I grew up in a world in which those connections were tangible.  They were the air I breathed.  Though the world in which I grew up saw the squire and the cottager as distinctly different people, due to their distinctly different social classes, it would not have dreamed of trying to separate the two—of trying to deny the patent, undeniable connection of the squire to the cottager.  Or the rector to the village drunk.

I am—we are—all of these characters.  Trying to deny my connection to any one of them is trying to deny my very self.  Conducting my moral and religious life in the absence of any awareness that, at the end of my life, I will have to account for how I have dealt with the manifold connections that link me to every other citizen of the planet, is impossible to me.  It’s as impossible as trying to deny that the air I breathe each moment—the sustenance of my life—contains molecules of air that has been breathed by every other citizen of the world today and every other citizen of the world in the past.

We are all care of one another.

And I am deeply disappointed in the church I chose in late adolescence for its inability to recognize and live according to that recognition.  I am deeply pained and saddened by the ability of many of my fellow Catholics to continue living as though their silence and lack of commitment as one after another brother and sister is shoved from the table does not matter.  I find far more wisdom and insight among younger Catholics who are now distancing themselves from the Catholic church because of its violations of human rights than I do among those mesmerized by the cynical, media-savvy John Paul II dog and pony show.

I’ve, frankly, had it.  I find myself viscerally repulsed right now when I try to read or engage in the non-conversations taking place on most of the blogs of the American Catholic center.  It’s as if I’m looking back at the rise of the Nazis in Germany, as one law after another caging in the Jews and then putting a capital sentence on their heads, is enacted, and I’m watching the Catholic community natter on about Latin Masses.

I want to be—I have to be—as far away as I can get from my church right now.  The hate is too much to bear.  I have to distance myself to save my soul. 

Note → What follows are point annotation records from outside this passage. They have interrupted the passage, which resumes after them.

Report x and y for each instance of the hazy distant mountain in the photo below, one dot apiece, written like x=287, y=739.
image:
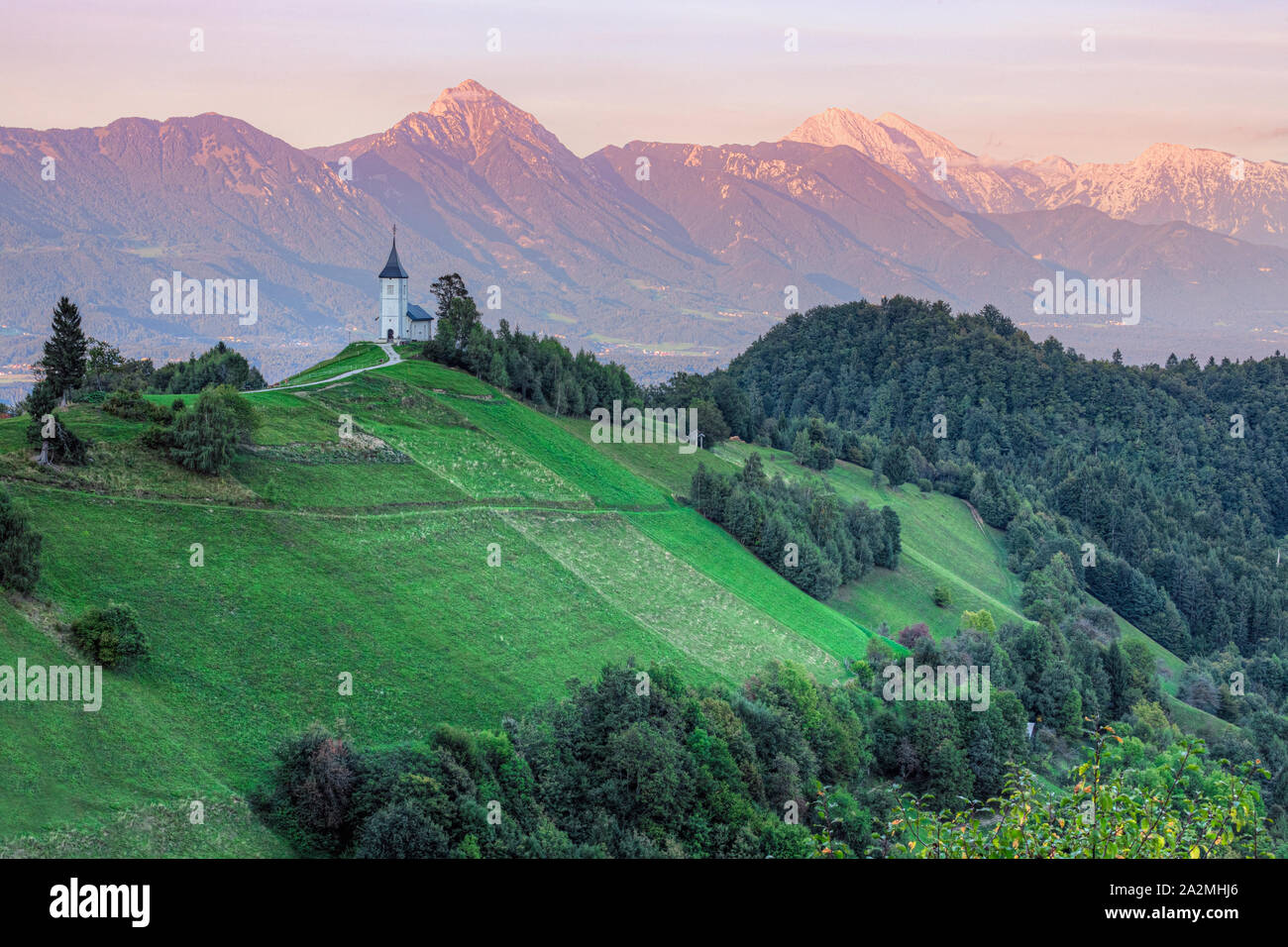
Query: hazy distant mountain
x=662, y=257
x=1212, y=189
x=930, y=161
x=1198, y=185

So that’s where I am, in a nutshell.  Winter.  Discontent.  The ashes of hope and of aspirations to love, in the face of grim reality.

And I have to find a way, on my pilgrimage, to live honestly where I find myself. 

Whether I’ll continue maintaining this blog, I don’t know.  I very much appreciate readers who have slogged along with me for several years now—more than I can say.  You have been a lifeline for me.  I appreciate those of you who have emailed me, and in once case, phoned me to ask after my well-being recently.  I value you and your friendship, and hope I am not letting you down as I fall silent. 

There are, after all, many other blogs that do what I do far better than I do it, and with far fewer superfluous words. 

Please keep me in your prayers.

Here, by the way, is a posting I have tried to make on one of the blogs of the American Catholic center, where I recently tried very hard to push back against the rhetoric of the toxic Catholic right.  I now find myself censored at that blog, though the person with whom I was trying to maintain honest dialogue is not censored.  Let this comment, which is apparently more inflammatory for the Catholic center than the hate rhetoric of the Catholic right, be my swan song.  The topic of discussion is a recent billboard put up by right-to-life groups in Georgia, targeting the African-American community.

And now I see that my comment did make into onto the blog thread.  I had originally posted it last night.  By this point, a red notice had appeared on the thread, noting that comments would have to be approved before being uploaded.

When I saw this morning that my comment did not pass muster, while a comment from the person whom I was addressing, who represents, in my view, a tea-party version of Catholic pro-life thinking, had gone through, I decided to try again.  I re-posted a new version of the censored comment, and it has now been approved and has gone through.  And so I am deleting the comment from this posting.